### 0. Загрузка данных и подготовка датасета

In [11]:
import pandas as pd
import xgboost as xgb
from sklearn.model_selection import train_test_split
from sklearn.feature_extraction import DictVectorizer
from sklearn.ensemble import RandomForestRegressor  
from sklearn.metrics import mean_squared_error
from sklearn.tree import DecisionTreeRegressor
from sklearn.metrics import mean_squared_error
import numpy as np

# Загрузка данных
df = pd.read_csv('jamb_exam_results.csv')
df.columns = df.columns.str.lower().str.replace(' ', '_')
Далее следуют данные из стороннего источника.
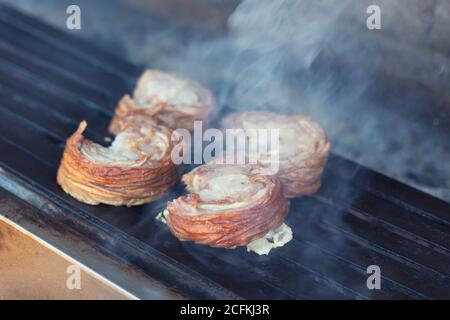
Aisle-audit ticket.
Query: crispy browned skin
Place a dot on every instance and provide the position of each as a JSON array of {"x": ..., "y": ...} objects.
[
  {"x": 218, "y": 226},
  {"x": 171, "y": 114},
  {"x": 117, "y": 184},
  {"x": 301, "y": 172}
]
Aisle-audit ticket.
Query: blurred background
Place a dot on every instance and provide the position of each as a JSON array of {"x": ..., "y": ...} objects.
[{"x": 383, "y": 96}]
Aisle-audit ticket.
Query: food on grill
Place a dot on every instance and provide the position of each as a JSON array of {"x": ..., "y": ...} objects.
[
  {"x": 227, "y": 206},
  {"x": 303, "y": 148},
  {"x": 172, "y": 100},
  {"x": 135, "y": 169}
]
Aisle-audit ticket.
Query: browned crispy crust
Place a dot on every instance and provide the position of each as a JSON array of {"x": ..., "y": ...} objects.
[
  {"x": 170, "y": 115},
  {"x": 231, "y": 227},
  {"x": 301, "y": 174},
  {"x": 93, "y": 183}
]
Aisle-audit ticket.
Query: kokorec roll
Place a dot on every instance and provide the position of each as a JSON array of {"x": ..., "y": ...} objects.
[
  {"x": 302, "y": 151},
  {"x": 135, "y": 169},
  {"x": 227, "y": 206},
  {"x": 168, "y": 98}
]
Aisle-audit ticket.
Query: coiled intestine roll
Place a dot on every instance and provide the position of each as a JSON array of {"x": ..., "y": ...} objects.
[
  {"x": 171, "y": 99},
  {"x": 303, "y": 148},
  {"x": 227, "y": 206},
  {"x": 135, "y": 169}
]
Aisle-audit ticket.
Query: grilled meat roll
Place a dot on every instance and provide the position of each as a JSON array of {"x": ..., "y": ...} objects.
[
  {"x": 172, "y": 100},
  {"x": 303, "y": 148},
  {"x": 227, "y": 206},
  {"x": 135, "y": 169}
]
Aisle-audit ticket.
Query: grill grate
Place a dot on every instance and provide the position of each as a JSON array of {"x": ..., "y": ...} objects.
[{"x": 49, "y": 81}]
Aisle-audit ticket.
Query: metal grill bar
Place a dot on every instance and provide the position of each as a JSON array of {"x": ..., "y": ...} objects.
[{"x": 50, "y": 81}]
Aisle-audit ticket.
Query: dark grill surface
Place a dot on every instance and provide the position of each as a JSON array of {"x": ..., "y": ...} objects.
[{"x": 49, "y": 81}]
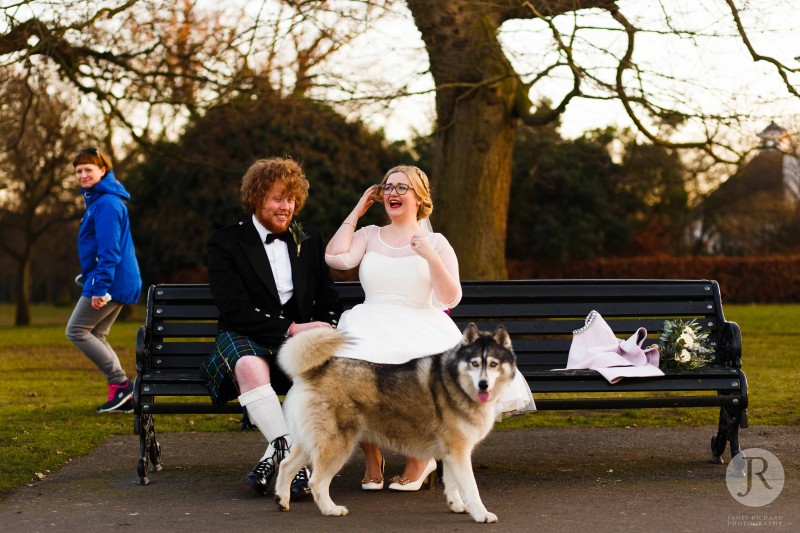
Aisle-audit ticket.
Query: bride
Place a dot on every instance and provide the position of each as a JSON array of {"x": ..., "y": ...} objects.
[{"x": 409, "y": 275}]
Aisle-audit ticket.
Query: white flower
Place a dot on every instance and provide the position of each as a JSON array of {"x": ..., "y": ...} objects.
[{"x": 688, "y": 340}]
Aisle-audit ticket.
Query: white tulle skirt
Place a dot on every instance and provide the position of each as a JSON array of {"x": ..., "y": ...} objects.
[{"x": 396, "y": 332}]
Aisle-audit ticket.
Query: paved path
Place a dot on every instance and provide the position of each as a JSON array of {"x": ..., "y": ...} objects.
[{"x": 559, "y": 479}]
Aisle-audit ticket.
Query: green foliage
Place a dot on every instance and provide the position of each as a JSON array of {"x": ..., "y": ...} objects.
[
  {"x": 685, "y": 345},
  {"x": 570, "y": 200},
  {"x": 184, "y": 191},
  {"x": 48, "y": 407}
]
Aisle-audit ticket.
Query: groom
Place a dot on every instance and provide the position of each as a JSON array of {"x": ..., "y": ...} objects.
[{"x": 269, "y": 280}]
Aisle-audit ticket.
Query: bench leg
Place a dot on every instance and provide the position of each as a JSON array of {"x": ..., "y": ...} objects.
[
  {"x": 149, "y": 449},
  {"x": 728, "y": 432}
]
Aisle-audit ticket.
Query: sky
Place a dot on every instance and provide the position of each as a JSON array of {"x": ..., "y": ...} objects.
[{"x": 721, "y": 76}]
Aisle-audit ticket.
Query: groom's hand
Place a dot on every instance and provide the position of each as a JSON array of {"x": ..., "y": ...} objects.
[{"x": 296, "y": 328}]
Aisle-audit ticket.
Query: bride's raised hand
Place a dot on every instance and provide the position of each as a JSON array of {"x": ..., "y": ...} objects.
[{"x": 366, "y": 200}]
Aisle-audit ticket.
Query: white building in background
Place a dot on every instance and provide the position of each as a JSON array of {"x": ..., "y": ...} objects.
[{"x": 753, "y": 211}]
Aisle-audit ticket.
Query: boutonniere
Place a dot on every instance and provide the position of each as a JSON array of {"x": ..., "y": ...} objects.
[{"x": 298, "y": 235}]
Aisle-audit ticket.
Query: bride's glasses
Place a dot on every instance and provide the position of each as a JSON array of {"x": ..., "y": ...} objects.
[{"x": 400, "y": 188}]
# Удаляем ненужный столбец
df = df.drop(columns=['student_id'])

# Заполняем пропущенные значения нулями
df = df.fillna(0)

# Разделяем данные на train, validation и test
train_data, temp_data = train_test_split(df, test_size=0.4, random_state=1)
val_data, test_data = train_test_split(temp_data, test_size=0.5, random_state=1)

# Создаем DictVectorizer
dv = DictVectorizer(sparse=True)

# Преобразуем данные
X_train = dv.fit_transform(train_data.drop(columns=['jamb_score']).to_dict(orient='records'))
X_val = dv.transform(val_data.drop(columns=['jamb_score']).to_dict(orient='records'))
X_test = dv.transform(test_data.drop(columns=['jamb_score']).to_dict(orient='records'))

# Целевая переменная
y_train = train_data['jamb_score']
y_val = val_data['jamb_score']
y_test = test_data['jamb_score']

### 1.Вопрос 1: DecisionTreeRegressor:

In [3]:
dt = DecisionTreeRegressor(max_depth=1, random_state=1)
dt.fit(X_train, y_train)

# Определяем признак для разбиения
feature_index = dt.tree_.feature[0]
if feature_index != -2:
    feature = dv.feature_names_[feature_index]
    print("Признак для разбиения данных:", feature)
else:
    print("Дерево не выполняет разбиение.")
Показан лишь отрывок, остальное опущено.